Jesus throughout the Gospels is always being questioned by people. Nicodemus comes to him in the dark of night and asks, “How can a man be born again?” (John 3:4). On another occasion Jesus was asked by a lawyer, “Teacher, what must I do to inherit everlasting life?” (Luke 10:25). And again, that same lawyer later asks, “Who is my neighbor?” (Luke 10:28). Even when Jesus hung on the cross, he is asked by one of the criminals that hung alongside him, “Aren’t you the Messiah? Then save yourself and us.” (Luke 23:39). Even on the cross, Jesus was heckled!
In today’s Gospel, Jesus is on his way to Jerusalem and he meets an unidentified person who asks, “Lord, will only a few people be saved?” (Luke 13:23). The tone of how this question was asked would determine whether it was asked out of concern or to trap Jesus. Jesus does not answer the question; he redirects it from “Will the saved be few?” to “Will you be saved?”
Jesus takes what might have been a heckling question and turns the tables on the questioner in the same way he turned the question on the lawyer who asked, “Who is my neighbor?” Jesus answered that question by giving us the story of the Good Samaritan. He simply says, act neighborly to everyone and you don’t have to worry about who is your neighbor.
In the same way when asked, “Who will be saved?” Jesus offers the parable of the narrow gate. Jesus says conduct yourself as a person saved and then you will not worry about whether others are saved. One who is truly saved is not trying to narrow the gate but trying to help others through the gate by acting as Christ himself acts, with mercy and forgiveness.

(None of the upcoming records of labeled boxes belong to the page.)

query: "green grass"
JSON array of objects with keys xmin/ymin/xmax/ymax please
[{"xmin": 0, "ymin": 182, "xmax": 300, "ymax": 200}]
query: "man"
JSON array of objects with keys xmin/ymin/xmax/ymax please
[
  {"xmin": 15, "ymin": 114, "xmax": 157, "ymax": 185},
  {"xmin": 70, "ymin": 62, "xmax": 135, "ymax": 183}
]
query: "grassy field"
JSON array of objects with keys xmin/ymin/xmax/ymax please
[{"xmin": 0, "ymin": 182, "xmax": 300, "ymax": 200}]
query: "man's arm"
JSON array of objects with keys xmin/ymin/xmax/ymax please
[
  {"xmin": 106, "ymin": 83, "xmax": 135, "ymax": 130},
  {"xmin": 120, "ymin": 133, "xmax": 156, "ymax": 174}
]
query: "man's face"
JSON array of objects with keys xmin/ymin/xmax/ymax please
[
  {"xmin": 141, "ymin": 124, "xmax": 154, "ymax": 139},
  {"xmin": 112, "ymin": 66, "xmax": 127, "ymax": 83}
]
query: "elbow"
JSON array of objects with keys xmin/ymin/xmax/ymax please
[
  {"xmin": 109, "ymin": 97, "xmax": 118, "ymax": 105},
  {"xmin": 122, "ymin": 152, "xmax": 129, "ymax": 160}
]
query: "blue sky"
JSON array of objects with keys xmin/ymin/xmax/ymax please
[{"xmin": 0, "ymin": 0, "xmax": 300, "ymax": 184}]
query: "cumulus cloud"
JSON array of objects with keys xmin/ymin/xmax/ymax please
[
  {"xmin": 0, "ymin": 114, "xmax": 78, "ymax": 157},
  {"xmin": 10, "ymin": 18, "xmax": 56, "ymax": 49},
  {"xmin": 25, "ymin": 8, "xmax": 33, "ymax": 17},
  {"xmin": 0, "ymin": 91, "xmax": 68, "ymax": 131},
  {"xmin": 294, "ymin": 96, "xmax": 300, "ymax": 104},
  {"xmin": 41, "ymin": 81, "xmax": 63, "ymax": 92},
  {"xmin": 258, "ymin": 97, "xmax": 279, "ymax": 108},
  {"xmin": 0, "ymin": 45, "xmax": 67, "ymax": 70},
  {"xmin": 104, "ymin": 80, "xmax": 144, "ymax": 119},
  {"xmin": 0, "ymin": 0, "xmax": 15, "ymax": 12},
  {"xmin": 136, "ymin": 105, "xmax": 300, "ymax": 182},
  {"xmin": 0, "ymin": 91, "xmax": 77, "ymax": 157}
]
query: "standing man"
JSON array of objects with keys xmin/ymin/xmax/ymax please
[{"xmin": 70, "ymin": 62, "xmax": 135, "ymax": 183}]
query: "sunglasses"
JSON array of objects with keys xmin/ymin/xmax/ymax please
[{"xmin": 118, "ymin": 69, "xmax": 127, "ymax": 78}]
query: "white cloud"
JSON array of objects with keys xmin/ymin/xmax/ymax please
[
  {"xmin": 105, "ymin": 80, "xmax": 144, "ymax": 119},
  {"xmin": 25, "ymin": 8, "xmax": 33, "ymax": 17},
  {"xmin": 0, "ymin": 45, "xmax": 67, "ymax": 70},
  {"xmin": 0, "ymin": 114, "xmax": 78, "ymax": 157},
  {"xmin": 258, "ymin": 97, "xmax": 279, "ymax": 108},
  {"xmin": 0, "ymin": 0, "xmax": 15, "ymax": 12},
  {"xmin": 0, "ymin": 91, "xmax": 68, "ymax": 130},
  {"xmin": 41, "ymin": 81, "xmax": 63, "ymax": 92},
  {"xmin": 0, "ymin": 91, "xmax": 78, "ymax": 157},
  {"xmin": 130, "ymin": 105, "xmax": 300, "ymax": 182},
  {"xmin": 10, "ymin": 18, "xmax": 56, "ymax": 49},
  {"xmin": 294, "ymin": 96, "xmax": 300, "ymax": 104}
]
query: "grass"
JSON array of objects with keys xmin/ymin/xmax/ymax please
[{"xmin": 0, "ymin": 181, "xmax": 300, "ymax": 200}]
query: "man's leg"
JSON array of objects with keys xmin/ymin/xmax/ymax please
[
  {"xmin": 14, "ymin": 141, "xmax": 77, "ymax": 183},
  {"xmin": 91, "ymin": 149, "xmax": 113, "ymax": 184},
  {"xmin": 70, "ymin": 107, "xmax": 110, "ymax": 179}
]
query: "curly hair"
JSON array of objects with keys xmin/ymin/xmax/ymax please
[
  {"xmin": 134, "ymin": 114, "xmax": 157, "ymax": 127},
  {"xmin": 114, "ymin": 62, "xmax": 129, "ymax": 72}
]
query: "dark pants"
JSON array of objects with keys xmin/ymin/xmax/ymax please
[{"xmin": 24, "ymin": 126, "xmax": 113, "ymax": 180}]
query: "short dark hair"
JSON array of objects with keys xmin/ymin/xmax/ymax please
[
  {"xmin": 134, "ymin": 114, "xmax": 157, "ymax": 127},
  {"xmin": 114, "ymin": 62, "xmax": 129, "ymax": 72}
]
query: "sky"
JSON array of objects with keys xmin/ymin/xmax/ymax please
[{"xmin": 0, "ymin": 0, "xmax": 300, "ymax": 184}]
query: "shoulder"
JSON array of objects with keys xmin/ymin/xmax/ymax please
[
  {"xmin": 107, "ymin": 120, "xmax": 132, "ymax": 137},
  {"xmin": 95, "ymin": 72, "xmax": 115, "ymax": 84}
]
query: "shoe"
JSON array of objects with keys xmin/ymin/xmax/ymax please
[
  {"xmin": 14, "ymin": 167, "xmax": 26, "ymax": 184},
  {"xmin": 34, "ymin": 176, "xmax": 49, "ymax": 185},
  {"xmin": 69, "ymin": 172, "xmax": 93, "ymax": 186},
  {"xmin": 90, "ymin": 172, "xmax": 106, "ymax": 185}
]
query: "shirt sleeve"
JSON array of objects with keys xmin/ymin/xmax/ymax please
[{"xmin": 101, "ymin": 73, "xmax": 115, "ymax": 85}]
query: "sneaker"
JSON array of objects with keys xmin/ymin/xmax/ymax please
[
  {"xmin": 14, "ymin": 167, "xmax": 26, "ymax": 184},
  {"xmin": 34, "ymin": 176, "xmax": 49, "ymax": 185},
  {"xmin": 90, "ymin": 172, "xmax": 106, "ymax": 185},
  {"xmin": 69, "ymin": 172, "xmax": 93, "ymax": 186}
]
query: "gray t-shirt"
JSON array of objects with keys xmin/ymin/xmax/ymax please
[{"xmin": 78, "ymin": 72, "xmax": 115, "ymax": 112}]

After all, the first reading from Isaiah 66:18:21 speaks about how salvation will be offered to all the nations of the world. “I come to gather nations of every language; they shall come and see my glory.” Jesus does just that, when he sends the Apostles to go out and baptize all nations (Matt. 28:19). The Apostles conducted themselves as people who were saved by not excluding others from salvation but rather inviting people to enter through the narrow gate.
The challenge for us is not to act like the hecklers who just want to hear their voices clanging and gonging but never speak the words of Jesus, because those words call us to a conversion that does not exclude others. Psalm 117:1-2 tells us to, “Go out to all the world and tell the good news.”
The second reading from the Book of Hebrew 12:5-7,11-13 reminds us as the faithful that we should not heckle the Lord by our own words and actions, “Endure your trials as disciples; God treats you as sons.” In Jesus’ answering the questions that were asked of him, we come to understand how we are to conduct ourselves as Christians. When Jesus was asked by Nicodemus, “How can a man be born again?” The answer was, he can’t, not on his own; but through the blood of Christ and the waters of Baptism we are made new and the new life we have in Christ should make us generous of heart toward others.
When the lawyer asked, “What must I do to inherit eternal life?” Jesus answered, “You shall love the Lord, your God, with all your heart, with all your being, with all your strength and with all your mind and your neighbor as yourself.” Simply love God above all else and if we can achieve that, we will never have a need to ask the question, “Who will be saved?”
The narrowness of that question only makes the gate narrow for us.